Sometimes being a parent stinks.  Last night was one of those times.  I love the giant hearts of my children.  They have such good intentions and they tried so hard to do everything asked in the care of this bird.  We had long discussions about why they could not hold it, and love on it even though we all wanted to so badly.  We had talked about not imprinting on the baby and preparing it to be released back into the wild when the time was right.  We had discussed the difference between what we wanted and what was the best for a wild bird.  And they had obeyed, putting the needs of Wings before their own.  And then the bird died.  Nothing we did changed the ending that was in sight when we found Wings.  And that is the essence of life.  We risk our hearts and take chances but sometimes it does not end well.  The lesson I want the boys to learn from this is that the risk of heartbreak is always there but we need to take those chances anyway.  For three days this bird was sheltered, fed and loved.  Three days it would not have had if B hadn't found it baking on that sidewalk.  For three days we made a difference.  And in life we need to take risks so that we can make a difference.  Each time we put our heart into a new endeavor we risk loss, but we also risk gaining love, happiness and blessings. 

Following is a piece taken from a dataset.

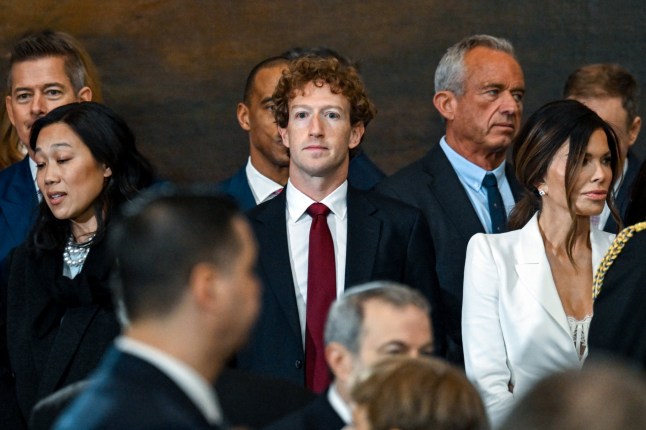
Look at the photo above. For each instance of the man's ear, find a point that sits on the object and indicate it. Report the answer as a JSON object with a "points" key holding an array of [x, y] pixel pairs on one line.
{"points": [[284, 136], [356, 134], [445, 102], [242, 113], [634, 129], [7, 103], [203, 285], [84, 94]]}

Just as music requires practice, determination and dedication so does risking our hearts.  We have to practice opening them to the world and all of the potential disappointments so that our capacity for love can grow.  We have to be determined to make a change, however small, in the world around us.  And we have to dedicate ourselves to doing things for others even if it is not always convenient.  For it is through practice, dedication and determination that we hear that joyful music that is life itself.  And the orchestra of life is glorious indeed.

Friday, July 6, 2012


Twin A:  "Mom, is our house a democracy?"
Me:  "No.  You live in a Monarchy, jointly ruled by the king and queen."
Twin A:  "Mom, what is anarchy?"
Darling Husband:  "The absence of a government."
Twin A:  "Can my bedroom be the home of anarchy?"
King and Queen:  "NO!" 
Me:  "However when you desire to live in anarchy you may get a job and move to your own address that you pay for with your money."
Darling Husband:  "You can live in the Kingdom of Far, Far Away when you get ready for anarchy."

And that is why it is good to be the Queen (and King)!